しかし直ぐに私の意識は敦君の質問により、馬鹿兄妹に奪われた。この二人が本当に血の繋がった兄妹であるかどうかは知らないが、無闇に散策しない事がベストだと思っている。恐らくそれは、この二人に関わった人すべてが思っている事だろう。
「そういえば皆さんは、探偵社に入る前には何を?」
敦君の疑問は決して可笑しな事では無い。それなのに急に静まり返り、敦君は困ったような表情を見せた。しかしそれは太宰の「何してたと思う?」の一言を皮切れに、質問が膨らんでいく。
「谷崎さんと妹さんは…学生?」
「どうしてお分かりに?」
まず、この二人を当てられなければ他の人が当たることは無いだろう。敦君の推理は至って普通で、真実であった。「じゃあ国木田君は?」太宰の言葉に敦君は顎に手を当てて悩む。
「うーん、お役人さん?」
「惜しい。彼は元学校教諭だよ。数学の先生」
「へえぇ!」
敦君は目を見開いて驚いていた。しかし何度思っても、国木田君の"先生"と云う職は似合っていると思う。私は教えてもらいたいとは思わないけれど。
「じゃ、私と名前は?」
「太宰さんと苗字さん?…あ、そうか。初めて会った時古くからの友人って言ってましたね」
敦君の真っ直ぐな瞳が私達を見る。真剣に考えたようだけれど、直ぐに困惑した表情になった。分かりそうで分からないものなのか。と云うのが、逆に私の疑問である。

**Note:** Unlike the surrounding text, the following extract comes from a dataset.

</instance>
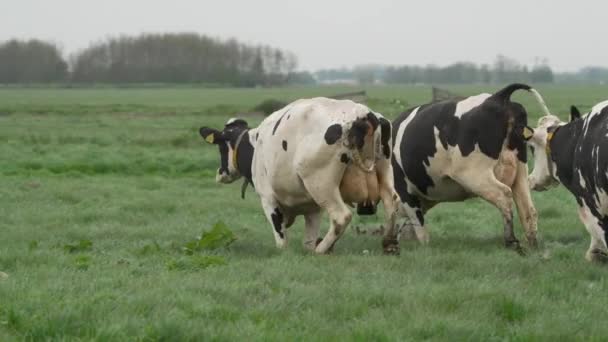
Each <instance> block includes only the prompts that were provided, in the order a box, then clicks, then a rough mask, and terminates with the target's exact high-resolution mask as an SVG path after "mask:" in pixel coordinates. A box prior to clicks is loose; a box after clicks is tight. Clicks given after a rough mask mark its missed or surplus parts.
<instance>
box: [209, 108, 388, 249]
mask: <svg viewBox="0 0 608 342" xmlns="http://www.w3.org/2000/svg"><path fill="white" fill-rule="evenodd" d="M200 134H201V135H202V137H203V138H204V139H205V140H206V141H207V142H209V143H212V144H216V145H218V146H219V150H220V160H221V165H220V168H219V169H218V173H217V177H216V180H217V181H218V182H220V183H231V182H234V181H235V180H237V179H239V178H240V177H244V178H245V183H244V187H245V186H246V184H247V183H251V184H252V185H253V186H254V187H255V190H256V192H257V193H258V194H259V196H260V199H261V202H262V207H263V209H264V213H265V214H266V217H267V219H268V221H269V222H270V224H271V225H272V228H273V233H274V238H275V241H276V245H277V246H278V247H280V248H283V247H285V246H286V244H287V232H286V228H288V227H290V226H291V225H292V224H293V222H294V219H295V217H296V216H298V215H304V219H305V226H306V233H305V238H304V245H305V246H306V247H307V248H309V249H311V250H313V249H314V251H315V252H317V253H327V252H328V251H330V250H331V249H332V248H333V246H334V244H335V242H336V241H337V240H338V239H339V238H340V236H341V235H342V233H343V232H344V230H345V229H346V227H347V225H348V224H349V222H350V221H351V218H352V214H351V211H350V209H349V207H348V206H349V205H351V206H353V205H357V206H358V212H359V213H361V214H366V213H370V212H374V211H375V207H376V205H377V203H378V202H379V201H380V200H381V201H382V202H383V205H384V211H385V219H386V226H387V228H388V229H387V230H386V231H387V234H390V233H392V229H393V228H394V225H395V222H394V221H395V202H396V201H395V199H396V194H395V193H394V191H393V173H392V168H391V162H390V156H391V141H390V140H391V125H390V122H389V121H388V120H386V119H384V117H382V115H380V114H378V113H374V112H372V111H371V110H370V109H369V108H368V107H366V106H364V105H361V104H357V103H354V102H352V101H348V100H332V99H327V98H314V99H306V100H298V101H295V102H293V103H291V104H289V105H287V106H286V107H285V108H283V109H281V110H279V111H277V112H275V113H273V114H272V115H270V116H268V117H267V118H266V119H265V120H264V121H262V123H261V124H260V125H259V126H258V127H257V128H253V129H250V128H249V127H248V125H247V123H246V122H245V121H244V120H241V119H231V120H229V121H228V123H227V124H226V126H225V127H224V129H223V130H222V131H218V130H215V129H212V128H208V127H203V128H201V129H200ZM321 210H326V211H327V212H328V214H329V219H330V228H329V231H328V232H327V234H326V235H325V237H324V238H323V239H322V240H321V239H318V236H319V225H320V215H321Z"/></svg>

「無駄だ、小僧。武装探偵社七不思議の一つなのだ。こいつ等の前職は」
「最初に中てた人に賞金が有るンでしたっけ」
そうなんだよね。太宰はそう言いながらコーヒーを掻き回す。「太宰に関しては溢者の類だと思うが、苗字も一緒だとなると謎は深まるばかりだ」国木田君の言葉に太宰はじっとりと彼を見たけれど、私は知らん振りをしてコーヒーを飲む。
「ちなみ懸賞金って如何ほど」
「参加するかい?賞典は今ーー七十万だ」
すると物凄い勢い敦君が立ち上がる。彼の前に座っている谷崎君が驚きを隠せないほどだ。敦君の目はギラギラと光っていて、次から次に様々な職種を口に出す。だが、一向に中る気配が無い。
「役者!」
「役者は照れるね」
「あー、いいね、役者」
矢張り、今回も前職当てゲームの正解者は出無さそうだ。国木田君は相変わらず酷いことを言っているけれど、それに対し太宰は「この件では私は嘘など吐かない」と返す。それは私も一緒だ。
「苗字さーん…ヒントください…」
「ヒント?ヒントか…うーん」
敦君の言葉に私は考える。言い過ぎたらすぐに分かるだろうし、言わなさ過ぎても一生当たらないだろう。「、あ」私がそう呟くとまた敦君の瞳が輝く。
しかし、そこで谷崎君の携帯が鳴る。「依頼ですか?」彼のその一言で、この場は静まり返った。